As the Eurozone's fiscal rules become more accommodative, complex and
less transparent, it is difficult to avoid the conclusion they appear to
be headed in the wrong direction.
While the most urgent policy
priority in the Eurozone is addressing disinflationary trends, an
equally important objective is the restoration of public finances.
In
one respect, this should be a relatively straightforward undertaking,
since national fiscal positions have long been understood as a "common
concern", and accordingly subject to rules on avoiding excessive
deficits (beyond 3% of GDP) and public debt levels that are too high
(60% of GDP). These reference values were identified in the Maastricht
Treaty, and rules governing them have been adjusted and clarified in the
various revisions to – and European Commission (EC) guidance on –the
Stability and Growth Pact (SGP).
Three Distinct Developments
Over
time, however, three developments have called into question the
credibility of the Eurozone's rules-based approach to ensuring sound
public finances. The rules have been set aside when violated,
interpreted so as to accommodate weaker fiscal positions, and become
more complex and thus less transparent.
Evolution of the SGP is
inevitable, and some changes have not been without merit, but it would
be hard to argue that either fiscal discipline or the institutional
integrity of the Eurozone – dependent in part on such discipline – has
been unambiguously strengthened.
Early SGP rule violators included
France and Germany, where fiscal deficits exceeded 3% of GDP in the
early 2000s.
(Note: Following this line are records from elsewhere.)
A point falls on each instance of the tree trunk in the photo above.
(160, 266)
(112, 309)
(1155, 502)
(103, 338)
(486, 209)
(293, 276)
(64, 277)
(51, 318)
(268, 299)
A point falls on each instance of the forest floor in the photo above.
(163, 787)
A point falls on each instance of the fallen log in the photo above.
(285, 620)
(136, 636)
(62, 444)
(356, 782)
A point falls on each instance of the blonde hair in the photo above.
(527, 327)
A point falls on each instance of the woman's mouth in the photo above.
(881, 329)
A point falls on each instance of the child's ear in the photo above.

The most troubling aspect of these transgressions was the
decision of the Economic and Financial Affairs Council in late 2003 to
put the SGP Excessive Deficit Procedure in abeyance, prompting a legal
challenge from the EC, which it eventually won.
Even so, a precedent
had been set by the Eurozone's largest member states that the
Commission's enforcement of the rules could be challenged by the
political considerations of the Council, clearly undermining the notion
that the fiscal rules and procedures surrounding them were, in fact,
uniformly binding. It is a sobering reminder that it has been more than a
decade since commentators first raised the question as to whether the
SGP was dead.
Evidence of the accommodation of weaker fiscal
positions is available in present day examples. In the EC's January 2015
guidelines on fiscal flexibility within the SGP, details are provided
on investment and structural reform clauses, which allow national
governments whose plans in these areas meet certain criteria to deviate
from their Medium-Term Budgetary Objectives (MTOs) or the path to their
MTOs.
The guidelines also reduce the required adjustment towards the
MTO if an economy is experiencing "bad times", "very bad times" or
"exceptionally bad times". Coming after open pressure from several
national leaders, the lenience afforded by the new guidelines can
certainly be interpreted as accommodative.
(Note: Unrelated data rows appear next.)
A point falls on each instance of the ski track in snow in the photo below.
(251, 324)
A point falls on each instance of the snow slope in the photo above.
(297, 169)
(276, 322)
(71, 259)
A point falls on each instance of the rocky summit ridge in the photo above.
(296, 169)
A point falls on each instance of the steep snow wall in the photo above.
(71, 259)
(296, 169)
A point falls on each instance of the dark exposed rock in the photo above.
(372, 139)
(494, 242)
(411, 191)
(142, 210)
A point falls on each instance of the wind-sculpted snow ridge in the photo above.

Complexity a Real Challenge
As
for the complexity of the Eurozone's fiscal rules and the consequent
lack of transparency, the most egregious shortcoming is that it is
impossible to assess compliance in real time. By focusing on
(unobservable) structural fiscal balances, analyses are dependent on
estimates of potential output and corresponding output gaps. The IMF and
EC often disagree on countries' output gaps, and they can be subject to
significant revisions. In the EC's model, estimates rely on such
esoteric variables as trend total factor productivity and the
non-accelerating wage rate of unemployment.
EU_gov_fiscal_positions_2015There
are two conclusions to be drawn. First, by measuring fiscal performance
against targets that cannot be observed readily (or even shortly
thereafter), neither financial markets nor the general public can easily
hold policymakers accountable. Second, given the vagaries of the data,
there is a spurious sense of precision in much of the debate between the
EC and national governments on fiscal performance. The margin of error
in any component of a forecast structural fiscal balance – let alone the
sum of such errors – is likely to be as large as a disputed gap between
the EC and national government.
No doubt there will be future crises
and other causes of fiscal stress in the Eurozone that will differ from
those past. What is less clear is that national governments will abide
by one of the aims of the "preventive arm" of the SGP and use
intervening good economic times – assuming they do eventually
materialise – to create fiscal space that would allow active policy
responses within the construct of the rules.
In all likelihood,
governments will again seek exceptions to the rules, escape clauses to
be added to them or flexible interpretations to allow what would
otherwise have been rule violations. A risk, of course, is that a
threshold is eventually crossed beyond which fiscal discipline is
insufficiently credible to support the needs of a common currency area.
It is difficult to avoid the conclusion that Eurozone fiscal rules seem
to be headed in the wrong direction.